Robert Russell Bennett was ASMA's first president. ASMA became ASMAC in 1987 recognizing the fact that most members were also practicing composers.

The membership now numbers over 500 and has expanded to those who are, or have been, active in the preparation of music for movies, theatre, recording, television and live performances.

ASMAC also holds workshops, seminars and gives scholarships to deserving students.

The biggest event of the year for ASMAC is the Golden Score Awards Dinner, which features the Golden Score Award (Composing), the Irwin Kostal Award (Arranging) and/or the President's Award (Non-composing).

==Scholarships==

The ASMAC organization offers two scholarship competitions for young composers/arrangers.
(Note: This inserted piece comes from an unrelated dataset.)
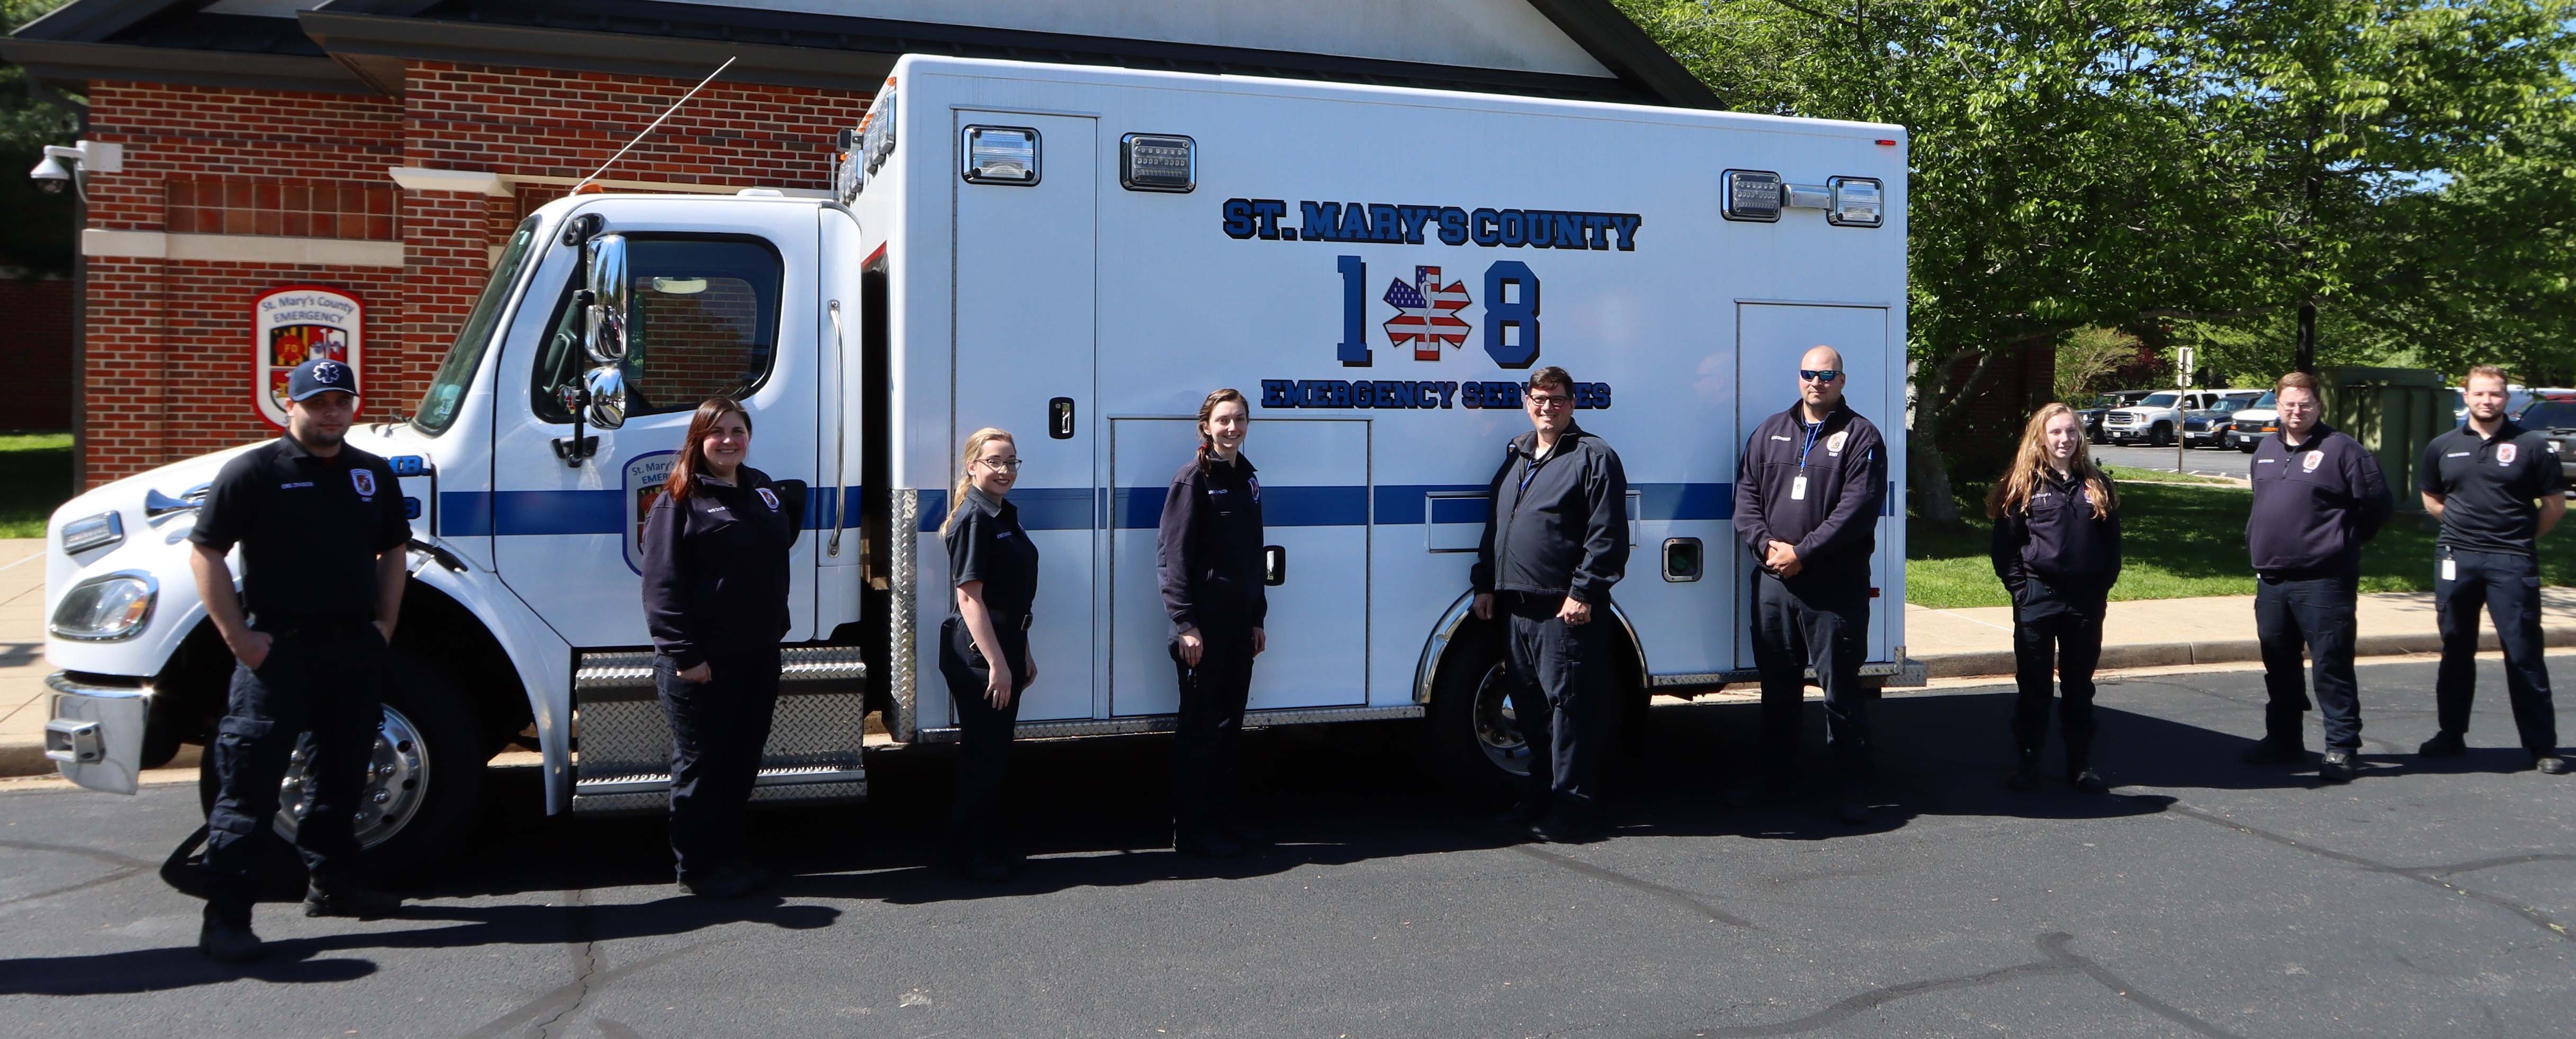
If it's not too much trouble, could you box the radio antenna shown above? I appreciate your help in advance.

One competition is for a Big Band where the participant writes an arrangement or a new composition for a big band and the second is for a Chamber ensemble, where the participant will write a composition for a Chamber group.
Each competition offers numerous cash prizes plus a rehearsal reading and recording by some of Los Angeles’ finest musicians. Each contestant must be a member of ASMAC or join ASMAC at the time of entry.

==75th Anniversary==

In 2013, ASMAC had its 75th birthday as an organization and had a massive anniversary celebration up which almost 400 people attended. Leading the group at this celebration was notable film composer Michael Giacchino.

Many members of the group gave their own testament at this festival including members such as Van Alexander (composer of the Ella Fitzgerald standard "A Tisket, A Tasket") Johnny Mandel (Mash and The SandPiper) Laurence Rosentha (The Miracle Worker, Becket) Doug Bsterman (Broadway Orchestrator), and many others.

At the event there were many tributes to the members which included Videos and Live Bands performing works by the members.